George mentions how Kubrick's film leave the burden of interpretation to the viewer. It is clear that in the Kubrick movie, dialogues are subservient to the visual frame and technique is the object of adulation. The book throws light on this and further: Kubrick's beginnings as a still photographer, his ice-cool method and treating the actors as puppets, to do his bidding. The outcome of these traits have been the legendary aim to perfectionism, countless re-takes, wrangles over crediting in the writing. It always struck me how most (if not all) Kubrick movies were based on books: 2001 A Space Odyssey by Arthur C. Clarke, The Shining by Stephen King, Lolita by Nabokov and A Clockwork Orange by Anthony Burgess being the most famous examples. The book describes how Kubrick was considered in his early years as the "genius in waiting" and the obvious replacement for "the obstreperous Orson Welles". He did complete justice to these labels with his reclusive and temperamental behaviour.

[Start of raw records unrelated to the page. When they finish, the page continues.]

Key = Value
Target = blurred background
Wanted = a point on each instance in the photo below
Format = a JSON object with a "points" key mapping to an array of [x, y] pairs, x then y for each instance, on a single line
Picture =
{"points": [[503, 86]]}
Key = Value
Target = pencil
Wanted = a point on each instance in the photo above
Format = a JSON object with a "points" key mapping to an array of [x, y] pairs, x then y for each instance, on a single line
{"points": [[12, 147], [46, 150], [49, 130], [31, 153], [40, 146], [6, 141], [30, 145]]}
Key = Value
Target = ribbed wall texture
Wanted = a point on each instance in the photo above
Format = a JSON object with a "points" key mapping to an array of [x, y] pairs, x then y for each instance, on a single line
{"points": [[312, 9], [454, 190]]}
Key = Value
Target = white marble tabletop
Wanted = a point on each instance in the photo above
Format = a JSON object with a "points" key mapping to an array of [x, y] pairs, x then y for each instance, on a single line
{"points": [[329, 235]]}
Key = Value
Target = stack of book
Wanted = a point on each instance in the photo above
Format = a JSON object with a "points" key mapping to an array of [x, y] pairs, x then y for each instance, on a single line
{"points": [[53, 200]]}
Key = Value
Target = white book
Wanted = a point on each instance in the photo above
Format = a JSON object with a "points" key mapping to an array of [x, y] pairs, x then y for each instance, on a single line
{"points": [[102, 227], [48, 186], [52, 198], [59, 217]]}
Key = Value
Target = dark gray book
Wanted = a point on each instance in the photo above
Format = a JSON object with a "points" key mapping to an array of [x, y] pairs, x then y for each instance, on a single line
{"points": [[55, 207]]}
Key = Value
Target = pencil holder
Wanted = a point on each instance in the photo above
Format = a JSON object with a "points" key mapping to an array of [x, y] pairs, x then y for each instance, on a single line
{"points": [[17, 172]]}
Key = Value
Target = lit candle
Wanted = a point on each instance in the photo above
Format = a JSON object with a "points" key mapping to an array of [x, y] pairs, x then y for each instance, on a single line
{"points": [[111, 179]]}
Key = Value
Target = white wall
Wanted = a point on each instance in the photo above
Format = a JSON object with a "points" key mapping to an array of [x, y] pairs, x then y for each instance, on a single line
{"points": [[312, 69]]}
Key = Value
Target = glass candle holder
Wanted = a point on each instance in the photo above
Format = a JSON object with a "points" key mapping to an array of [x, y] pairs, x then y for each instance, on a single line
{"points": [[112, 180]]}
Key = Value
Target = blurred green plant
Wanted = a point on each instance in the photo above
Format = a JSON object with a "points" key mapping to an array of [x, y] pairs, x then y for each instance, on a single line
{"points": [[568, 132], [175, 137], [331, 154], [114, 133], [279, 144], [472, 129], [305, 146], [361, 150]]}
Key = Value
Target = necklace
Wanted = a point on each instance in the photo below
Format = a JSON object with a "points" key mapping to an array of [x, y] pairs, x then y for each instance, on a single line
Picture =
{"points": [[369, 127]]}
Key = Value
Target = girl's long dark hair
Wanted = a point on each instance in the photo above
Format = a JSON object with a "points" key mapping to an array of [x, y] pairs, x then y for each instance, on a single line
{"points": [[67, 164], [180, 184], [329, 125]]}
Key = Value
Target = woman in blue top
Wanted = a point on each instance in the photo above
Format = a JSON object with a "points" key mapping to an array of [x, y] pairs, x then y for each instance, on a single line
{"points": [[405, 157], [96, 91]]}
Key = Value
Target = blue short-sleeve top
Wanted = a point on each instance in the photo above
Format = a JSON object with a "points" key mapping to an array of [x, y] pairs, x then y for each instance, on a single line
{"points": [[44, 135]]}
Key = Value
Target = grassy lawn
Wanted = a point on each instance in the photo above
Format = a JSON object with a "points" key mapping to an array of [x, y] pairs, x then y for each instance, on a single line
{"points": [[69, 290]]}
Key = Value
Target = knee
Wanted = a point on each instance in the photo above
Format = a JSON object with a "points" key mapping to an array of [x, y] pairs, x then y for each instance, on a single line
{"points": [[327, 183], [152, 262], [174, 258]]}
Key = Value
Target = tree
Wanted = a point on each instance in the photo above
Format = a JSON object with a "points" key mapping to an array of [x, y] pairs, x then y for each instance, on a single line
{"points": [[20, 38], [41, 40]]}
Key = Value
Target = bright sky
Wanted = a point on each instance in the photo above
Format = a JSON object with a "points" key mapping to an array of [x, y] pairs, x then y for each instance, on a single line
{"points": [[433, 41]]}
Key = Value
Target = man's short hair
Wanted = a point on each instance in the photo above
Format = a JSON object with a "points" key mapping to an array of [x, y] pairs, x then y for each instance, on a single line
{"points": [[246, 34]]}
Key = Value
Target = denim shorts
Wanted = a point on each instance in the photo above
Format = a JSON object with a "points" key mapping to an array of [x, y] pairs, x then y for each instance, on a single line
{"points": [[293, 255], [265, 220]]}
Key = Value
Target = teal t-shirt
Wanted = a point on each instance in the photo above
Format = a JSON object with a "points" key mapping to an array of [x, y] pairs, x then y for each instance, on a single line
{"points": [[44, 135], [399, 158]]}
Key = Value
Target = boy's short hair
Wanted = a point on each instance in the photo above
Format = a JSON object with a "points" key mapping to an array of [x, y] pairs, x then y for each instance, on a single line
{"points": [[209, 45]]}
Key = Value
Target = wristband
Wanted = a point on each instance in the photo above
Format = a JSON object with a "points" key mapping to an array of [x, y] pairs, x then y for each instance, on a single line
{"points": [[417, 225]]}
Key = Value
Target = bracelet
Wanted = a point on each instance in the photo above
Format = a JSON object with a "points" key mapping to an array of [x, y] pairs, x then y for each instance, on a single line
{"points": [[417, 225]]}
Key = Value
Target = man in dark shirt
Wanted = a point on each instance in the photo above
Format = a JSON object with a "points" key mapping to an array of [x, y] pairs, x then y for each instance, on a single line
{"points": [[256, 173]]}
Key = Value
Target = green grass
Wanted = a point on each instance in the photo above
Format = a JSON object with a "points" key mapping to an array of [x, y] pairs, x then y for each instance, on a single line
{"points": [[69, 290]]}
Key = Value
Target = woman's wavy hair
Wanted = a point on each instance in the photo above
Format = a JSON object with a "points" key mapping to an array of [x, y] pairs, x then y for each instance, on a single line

I must confess to being a little disappointed by Dr. Strangelove, it had its brilliant moments with the famed "You can't fight in here, this is the War Room" dialogues, the nuggets of referential names (Ambassador DeSadesky, Capn Kong and of course Jack D. Ripper) spiked with more than a sprinkle of innuendo, the innovative camera-work (for that era, especially, back projections notwithstanding) and the fascinating Pentagon War Room sets being the highlights. Curiously, Dr. Strangelove is granted very little footage as compared to the other Sellers roles (Peter Sellers has a triple role: the US President, Lionel Mandrake of the RAF & Dr. S himself: he was to do a fourth, but refused). Even more because the scenes with the evil Nazi crackpot scientist with the mechanical hand that has a mind of its own are chilling and positively sinister. It is not difficult to take in even such farcical situations if such characters actually existed. Also my first encounter with George C. Scott (who is more noted for Patton) as the plausible virulently anti-Commie American. One scene involving the British officer Mandrake crawling on the floor following the crazed American Ripper seems rather topical right now: the British having no clue what the Americans have got them into, but being obligated to follow them around like lackeys. I don't think it was intended, but it seems rather relevant even today.
Another aspect that appeals is the abundant tidbits for a student of trivia.
Post Script:
At the local library, apt coincidences beckoned and I accepted in the spirit of
things: picked up a biography of Peter Sellers, not too innovatively named
Mr. Strangelove, plus a re-read of A Clockwork Orange by Burgess.